On Wednesday, Microsoft (NASDAQ: MSFT) beat Wall Street estimates for first-quarter revenue and profit as efforts to build data-center capacity and AI-driven demand boosted its cloud business.
Azure revenue grew 33%, compared with Visible Alpha estimates for a 32% increase. Artificial intelligence contributed 12 percentage points to Azure’s 33% growth in the quarter, compared with 11 percentage points in the prior three-month period.
Shares of the Redmond, Washington-based company rose about 1% in after-market trading.
“We continue to see more demand than our current capacity. People are signing multi-year deals and committing to a variety of projects in the future, across cloud and AI,” said Brett Iversen, Microsoft’s vice president of investor relations. “The AI opportunity still feels really early.”
Microsoft (NASDAQ: MSFT) expects to more noticeably bring on AI capacity in the second half of the fiscal year, Iversen said. Whether that expansion will address current constraints depends on the growth in demand, he said.
The quarterly earnings are Microsoft’s first since it restructured the way it reports its businesses to align them more closely with how they are managed. That move has, however, made it harder to estimate the quarter’s performance.
Earnings per share stood at $3.30, compared with analysts’ average estimate of $3.10, according to LSEG data.
Revenue rose 16% to $65.6 billion in the fiscal first quarter ended September, compared with analysts’ average estimate of $64.5 billion, according to LSEG.
Microsoft (NASDAQ: MSFT) has been the worst performer among Big Tech names this year, gaining just over 15%, while Meta has surged 68% and Amazon climbed 28%.
Seen as the leader among Big Tech peers in the AI race thanks to its exclusive partnership with ChatGPT maker OpenAI, Microsoft’s Azure customers get access to OpenAI’s cutting-edge AI models.

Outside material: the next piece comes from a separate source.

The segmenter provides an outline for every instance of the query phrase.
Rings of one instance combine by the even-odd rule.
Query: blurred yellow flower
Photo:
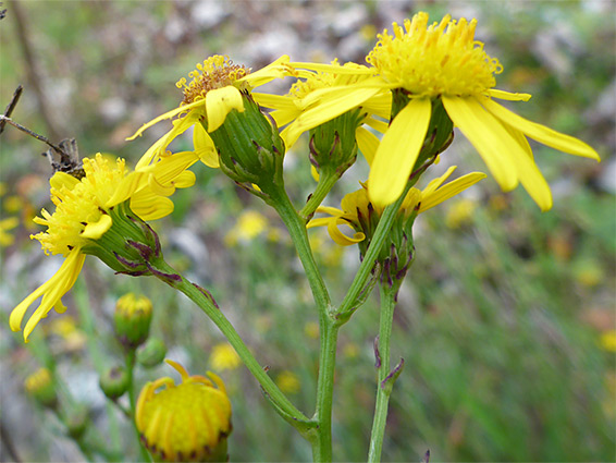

Microsoft has also been working to infuse OpenAI’s technology across its product portfolio, such as in Azure, Bing, and Microsoft 365, which includes Word, Excel, and PowerPoint. Still, that effort has not gone as well as expected.
The company has said that AI was driving Azure’s market share gains, as it loaded the cloud computing platform with AI features and models – including OpenAI’s newest o1 models, capable of answering challenging math, science, and coding problems.
Microsoft’s rival Google has also benefited from AI growth. On Tuesday, Alphabet (NASDAQ: GOOG) said AI helped drive a 35% surge in its cloud business. Its shares closed up over 2.8% on Wednesday but were flat in after-hours trading.
Microsoft (NASDAQ: MSFT) has been pouring billions into building its AI infrastructure and expanding its data center footprint to ease capacity constraints that have hampered its ability to meet the surge in cloud-computing demand.
The hefty investments have pushed up the company’s capital spending in recent quarters, raising concerns among some investors. The company will spend over $80 billion this fiscal year, which began in July, according to analyst estimates from Visible Alpha. That is an increase of more than $30 billion from its last fiscal year.
For the quarter, Microsoft said capital expenditures rose 5.3% to $20 billion, compared with $19 billion in the previous quarter. That was higher than Visible Alpha estimates of $19.23 billion.
Outside its cloud business, Microsoft reported revenue of $28.3 billion in its productivity business, which houses its Office suite of applications, 365 Copilot, and its AI and speech-technology services.
Microsoft’s personal-computing unit, home to its Windows operating system as well as devices including Surface and gaming products including Xbox hardware, content, and services, reported a 17% rise in revenue to $13.2 billion.